Terrorists can’t build bombs with small amounts of material
Karl-Heinz Kamp, Political Scientist, AUSSENPOLITIK: GERMAN FOREIGN AFFAIRS REVIEW, 1995, p. http://www.isn.ethz.ch/au_pol/kamp.htm (MHHAR3512)
Nuclear weapons initially require weapon-grade fissile material and a host of other "exotic" raw materials in sufficient quantities and quality. The amount of fissile material depends on the accessible level of development - the more basic the functional principle of the nuclear weapon, the greater them amount of fissile material required.
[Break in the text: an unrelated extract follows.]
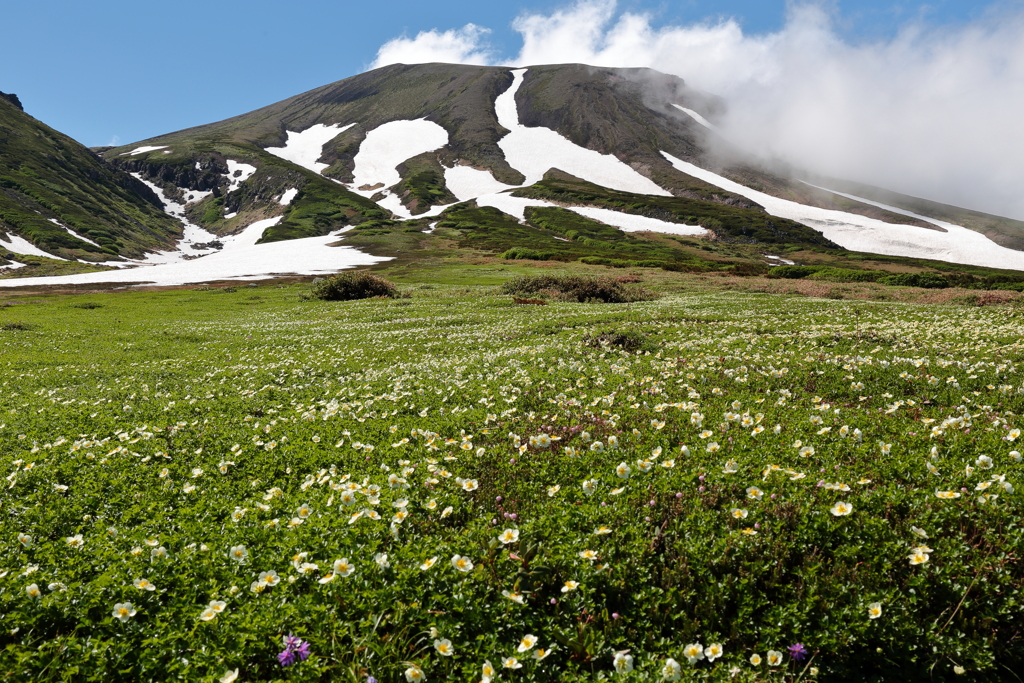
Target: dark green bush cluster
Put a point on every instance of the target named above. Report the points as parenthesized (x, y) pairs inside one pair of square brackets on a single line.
[(577, 288), (793, 271), (622, 263), (846, 275), (529, 254), (351, 285), (628, 341), (928, 281)]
Weapons which need no more than one kilogram of plutonium mare currently only realisable in the huge nuclear laboratories of the superpowers . They require technologies (such as, for example, what is known as supercompression), which are currently not even mastered by the other Western nuclear powers, let alone by any non-governmental nuclear aspirants. Apart from nuclear materials the production of nuclear weapons requires highly qualified personnel from the fields of physics, chemistry, metallurgy, electronics as well as a special know-how.
Terrorists will only use conventional weapons – stigma and lack of tech
Morten Bremer Maerli, Norwegian Institute for International Affairs, November 2, 2001 (THE THREAT OF NUCLEAR TERRORISM, http://www.iaea.org/worldatom/Press/Focus/Nuclear_Terrorism/maerli.pdf) (MHHARV2585)
Terrorists operate in contexts of enormous uncertainty and anxiety, and may thus prefer known means. If a target is regarded as too challenging, other targets may be chosen, while the tactics of the group remain the same. Alternatively, well-known tactics may be further developed, as painfully evidenced September 11, 2001.The use of weapons of mass destruction could, moreover, stigmatize the terrorist group and could render any political aspirations hard to accomplish. Conventional off-the-shelf weaponry and well-known approaches are thus likely to remain the major tools for the bulk part of traditional terrorists.